Words are inadequate to describe opera. It is like love: how do you verbalize Cupid? Can you capture in a blog an evening in front of TV with and opera DVD and a bottle of brandy?
It is not possible. But still one tries, for the emotions are stimulated and the words fight to come out.
Tonight it was Adriana Lecouvreur as performed in London in 2010 with Angela Gheorghiu (ex-wife of Roberto Alagna) and Jonas Kaufmann (married with two kids.) Written by Francesco Cilea and first performed in 1904, this opera is new to me.

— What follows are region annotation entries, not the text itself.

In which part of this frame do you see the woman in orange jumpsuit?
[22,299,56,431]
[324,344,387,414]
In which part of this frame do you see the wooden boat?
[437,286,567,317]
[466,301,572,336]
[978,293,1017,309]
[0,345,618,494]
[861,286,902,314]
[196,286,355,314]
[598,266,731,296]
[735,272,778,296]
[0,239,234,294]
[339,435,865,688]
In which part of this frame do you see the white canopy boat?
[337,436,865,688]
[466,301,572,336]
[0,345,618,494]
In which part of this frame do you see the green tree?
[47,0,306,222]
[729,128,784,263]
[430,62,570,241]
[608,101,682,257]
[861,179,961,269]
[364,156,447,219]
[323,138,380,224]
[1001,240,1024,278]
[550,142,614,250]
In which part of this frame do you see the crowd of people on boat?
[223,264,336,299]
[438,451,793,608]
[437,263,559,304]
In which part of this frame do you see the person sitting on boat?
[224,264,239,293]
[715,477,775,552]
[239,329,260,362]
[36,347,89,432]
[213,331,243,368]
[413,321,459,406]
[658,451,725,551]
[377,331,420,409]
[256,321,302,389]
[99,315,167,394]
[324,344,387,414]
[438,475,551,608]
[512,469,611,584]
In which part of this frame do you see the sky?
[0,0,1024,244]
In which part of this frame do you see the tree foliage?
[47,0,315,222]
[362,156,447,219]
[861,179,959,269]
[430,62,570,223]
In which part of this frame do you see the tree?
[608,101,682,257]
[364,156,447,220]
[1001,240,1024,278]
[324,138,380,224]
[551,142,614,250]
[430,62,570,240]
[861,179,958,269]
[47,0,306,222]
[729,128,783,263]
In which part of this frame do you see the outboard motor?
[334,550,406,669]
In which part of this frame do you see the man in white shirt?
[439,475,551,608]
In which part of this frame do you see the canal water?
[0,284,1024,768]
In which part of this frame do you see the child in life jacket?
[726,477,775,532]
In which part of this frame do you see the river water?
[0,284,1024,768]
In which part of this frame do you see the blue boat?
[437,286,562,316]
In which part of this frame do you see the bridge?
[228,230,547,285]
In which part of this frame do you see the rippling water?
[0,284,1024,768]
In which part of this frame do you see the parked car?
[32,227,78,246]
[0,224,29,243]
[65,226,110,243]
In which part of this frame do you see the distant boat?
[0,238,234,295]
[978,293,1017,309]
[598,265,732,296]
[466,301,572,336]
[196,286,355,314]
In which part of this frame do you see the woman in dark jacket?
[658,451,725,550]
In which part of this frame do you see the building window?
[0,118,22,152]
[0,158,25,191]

Verismo, maybe. Romantic, no. A tribute to Melpomene, muse of tragedy, yes. But with Angela Gheorghiu, surely the most beautiful soprano now singing, and Jonas Kaufmann, surely the most intelligent, best opera actor with the best voice, how can you not enjoy what at best is a silly story and an overblown tragedy?
Sit back; enjoy the modern music, almost movie-like; revel in the revenge of play-actors on what is but a stage; and muse on the conundrum of old lovers, unfaithful lovers, and adulterous lovers. And succumb to the power of music, acting, and story as old as time and as intimate as everyday. You can see yourself in this opera, as a young man in first love, as a middle-aged ambition, and as an old man still beset by the altar of artemis, in this opera the rising flesh pushed up by tight bodices.
Despair at the conflict of two women besotted by the same man. How many of us can lay claim to that dilemma? Admire the skill of balance and political versus amorous ambition of the Count. Empathize with the old man in love (at a distance) with youth and tenderness.
We could go on with deep analysis of the story and characters and music of this opera. But why bother? It was written and enjoyed as entertainment for the masses in the days before TV. So why should we not today enjoy it as mass entertainment made possible by skilled modern performers, DVDs, and the vast amounts of money poured into opera in the great cities.
For stripped of cant, opera is pure visceral pleasure: an art form of great expense but even greater pleasure that tickles all the senses and stimulates all the organs from the eyes, to the ears, to the heart, and the other parts of us that make for desire and love.